As the video proceeds, the candles appear to be lit in turns and then all together. The soundtrack by Satya Hinduja heightens the lyricism of work, along with the ebb and flow of wave-like patterns of water in which the candles stand. After a short burst of what appears to be rain, the candles are finally extinguished and fade out completely. The intangible quality of the video acts as a powerful catalyst that amplifies the fleeting fragility of the image of the candles, thus accomplishing a metamorphosis of the primary image into a sensory experience that intrigues and beguiles the viewer.
"Kaleka has orchestrated a number of arrangements of the painted image and the projected image, arranged so as to cohabit in the same space. However, he does not embrace the simple juxtaposition, superimposition or mixed use of media to achieve a pluralising effect. On the contrary, he produces a meticulously calibrated adjacency of media, with which to disrupt the civilities of the layered image. Kaleka's images are only apparently simultaneous and palimpsestual. In experienced actuality, they are asynchronous: they lag behind one another, snag at one another, hold together in a spectral shimmer only to split apart in brief bursts before regaining a deceptive stability.
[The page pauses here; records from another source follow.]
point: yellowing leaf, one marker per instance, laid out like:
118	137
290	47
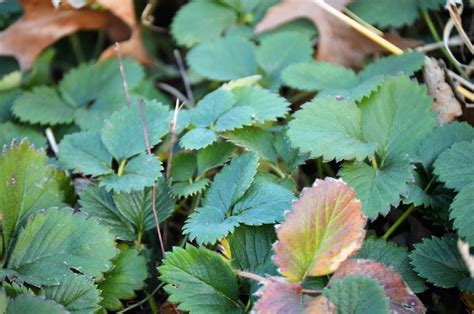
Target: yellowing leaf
324	228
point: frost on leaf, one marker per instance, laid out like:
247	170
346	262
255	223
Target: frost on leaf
325	227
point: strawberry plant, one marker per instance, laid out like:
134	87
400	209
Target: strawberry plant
301	169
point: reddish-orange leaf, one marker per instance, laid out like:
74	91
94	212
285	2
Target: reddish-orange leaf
324	228
338	42
277	295
402	299
42	24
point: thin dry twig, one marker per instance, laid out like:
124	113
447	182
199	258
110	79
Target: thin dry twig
153	196
173	124
122	73
184	76
176	93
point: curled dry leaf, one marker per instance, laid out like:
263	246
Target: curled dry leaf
325	227
338	42
50	24
444	101
402	299
277	295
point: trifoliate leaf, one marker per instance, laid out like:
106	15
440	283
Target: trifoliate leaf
84	152
254	139
129	274
224	59
27	185
137	207
251	249
358	294
198	138
69	241
462	213
324	228
43	105
139	172
77	293
330	128
185	189
397	117
439	262
267	106
402	299
213	156
10	131
441	139
201	21
277	295
184	166
196	289
393	256
97	202
231	183
380	188
123	134
211	107
292	47
454	166
386	13
34	304
235	118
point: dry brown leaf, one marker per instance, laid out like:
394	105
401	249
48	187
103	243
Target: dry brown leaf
444	101
41	25
338	42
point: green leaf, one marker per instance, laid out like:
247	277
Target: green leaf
137	208
391	255
84	152
292	47
213	156
461	213
129	274
123	133
27	185
441	139
358	294
224	59
397	117
211	107
97	202
330	128
380	188
439	262
10	131
42	105
267	106
185	189
201	21
34	304
196	289
254	139
76	293
139	172
454	166
251	249
198	138
323	229
386	13
68	241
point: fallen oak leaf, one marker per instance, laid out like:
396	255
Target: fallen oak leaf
402	299
338	43
50	24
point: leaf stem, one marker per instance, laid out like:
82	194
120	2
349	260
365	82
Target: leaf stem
399	221
121	167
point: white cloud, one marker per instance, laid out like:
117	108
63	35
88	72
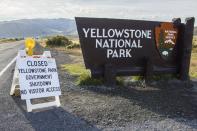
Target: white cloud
142	9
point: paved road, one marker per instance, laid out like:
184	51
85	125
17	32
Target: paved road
8	51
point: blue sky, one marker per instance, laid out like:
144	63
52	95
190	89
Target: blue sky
128	9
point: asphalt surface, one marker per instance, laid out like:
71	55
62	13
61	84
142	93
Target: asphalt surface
13	114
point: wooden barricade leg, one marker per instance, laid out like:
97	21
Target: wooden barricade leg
31	106
15	81
187	47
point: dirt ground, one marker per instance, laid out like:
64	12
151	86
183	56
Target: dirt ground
163	105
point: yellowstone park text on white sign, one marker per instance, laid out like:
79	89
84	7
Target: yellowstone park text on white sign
38	77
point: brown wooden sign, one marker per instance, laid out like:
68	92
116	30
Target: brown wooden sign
114	47
166	39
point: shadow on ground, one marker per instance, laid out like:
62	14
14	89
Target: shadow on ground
169	100
54	119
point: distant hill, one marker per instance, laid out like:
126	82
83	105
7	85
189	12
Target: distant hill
195	31
37	27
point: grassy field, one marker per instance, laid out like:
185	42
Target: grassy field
6	40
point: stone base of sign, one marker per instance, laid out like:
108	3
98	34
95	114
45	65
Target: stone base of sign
110	75
148	70
15	82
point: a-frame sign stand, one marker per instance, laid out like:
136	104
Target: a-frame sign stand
22	54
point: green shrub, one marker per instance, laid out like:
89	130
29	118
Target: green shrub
83	75
58	41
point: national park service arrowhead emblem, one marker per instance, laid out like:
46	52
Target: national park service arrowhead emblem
166	38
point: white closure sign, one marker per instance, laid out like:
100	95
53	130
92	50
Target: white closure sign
38	77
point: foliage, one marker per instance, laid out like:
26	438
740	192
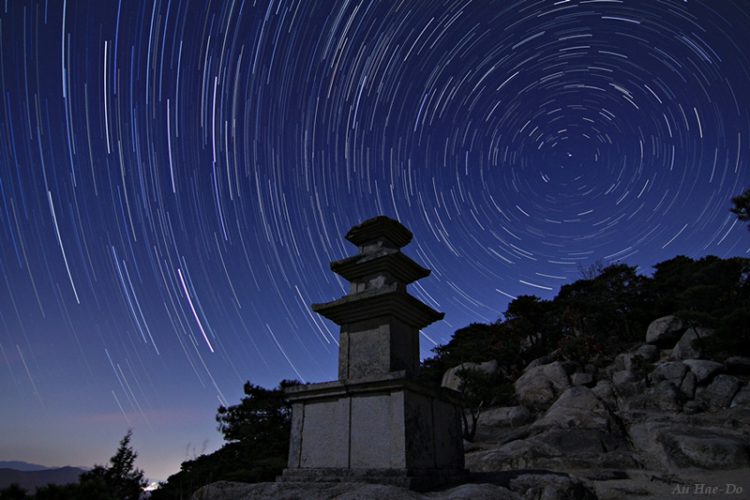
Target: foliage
742	206
121	480
257	435
594	318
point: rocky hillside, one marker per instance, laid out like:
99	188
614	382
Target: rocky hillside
658	420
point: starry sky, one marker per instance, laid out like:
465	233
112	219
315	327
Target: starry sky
176	176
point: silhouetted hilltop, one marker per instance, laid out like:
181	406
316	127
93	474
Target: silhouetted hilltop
32	479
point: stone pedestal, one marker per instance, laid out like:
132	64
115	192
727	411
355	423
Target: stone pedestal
377	423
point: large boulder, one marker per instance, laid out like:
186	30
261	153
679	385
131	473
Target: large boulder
664	331
664	396
452	377
577	407
705	449
580	378
677	446
689	345
539	386
548	486
506	416
720	392
703	369
742	398
672	372
738	365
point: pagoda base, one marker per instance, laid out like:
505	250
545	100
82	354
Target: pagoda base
390	430
418	479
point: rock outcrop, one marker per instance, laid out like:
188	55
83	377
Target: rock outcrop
654	422
656	417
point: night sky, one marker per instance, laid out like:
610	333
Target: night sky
176	176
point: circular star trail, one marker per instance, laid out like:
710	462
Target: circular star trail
175	178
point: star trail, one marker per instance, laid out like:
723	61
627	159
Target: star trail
176	176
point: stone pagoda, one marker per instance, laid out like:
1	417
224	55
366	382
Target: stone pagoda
377	423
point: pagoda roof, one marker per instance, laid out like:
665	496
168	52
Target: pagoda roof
377	303
400	266
380	227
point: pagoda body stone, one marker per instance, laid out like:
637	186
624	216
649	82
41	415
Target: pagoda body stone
377	422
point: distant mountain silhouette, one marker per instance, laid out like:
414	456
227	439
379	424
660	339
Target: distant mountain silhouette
33	479
19	465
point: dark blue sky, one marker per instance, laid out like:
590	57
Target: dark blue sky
176	176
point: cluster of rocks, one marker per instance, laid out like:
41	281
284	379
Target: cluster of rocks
658	416
658	421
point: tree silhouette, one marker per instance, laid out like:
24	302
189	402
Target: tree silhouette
120	481
742	206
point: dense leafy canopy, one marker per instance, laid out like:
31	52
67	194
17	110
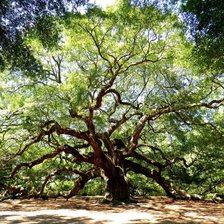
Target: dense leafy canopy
205	19
16	17
119	99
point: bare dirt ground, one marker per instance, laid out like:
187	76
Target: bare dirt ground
90	210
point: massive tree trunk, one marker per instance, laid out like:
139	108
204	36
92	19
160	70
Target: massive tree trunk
117	188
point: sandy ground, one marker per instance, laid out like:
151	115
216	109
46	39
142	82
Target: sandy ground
89	211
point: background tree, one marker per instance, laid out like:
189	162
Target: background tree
120	97
205	21
17	17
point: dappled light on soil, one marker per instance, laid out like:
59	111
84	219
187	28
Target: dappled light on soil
154	210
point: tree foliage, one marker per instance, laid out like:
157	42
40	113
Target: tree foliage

In the subtle gap between the manifestations of these images, Kaleka breaks open a difference of spatiality, temporality, sensation and significance, making us intensely alive to the condition of viewerly reception." (Ranjit Hoskote, Sweet Unease, exhibition catalogue, Mumbai, 2010)
Kaleka, one of the most respected video artists in India, has shown his multimedia works at the Busan Museum of Modern Art, the Chicago Cultural Institute and Spertus Museum in Chicago, the Newark Museum, the Berkeley Art Museum and Pacific Film Archive, the Asian Art Museum of San Francisco, and the Royal Ontario Museum, Toronto. His seminal multi-channel video work, Crossings, is part of the permanent collection of the Kiran Nadar Museum of Art, New Delhi.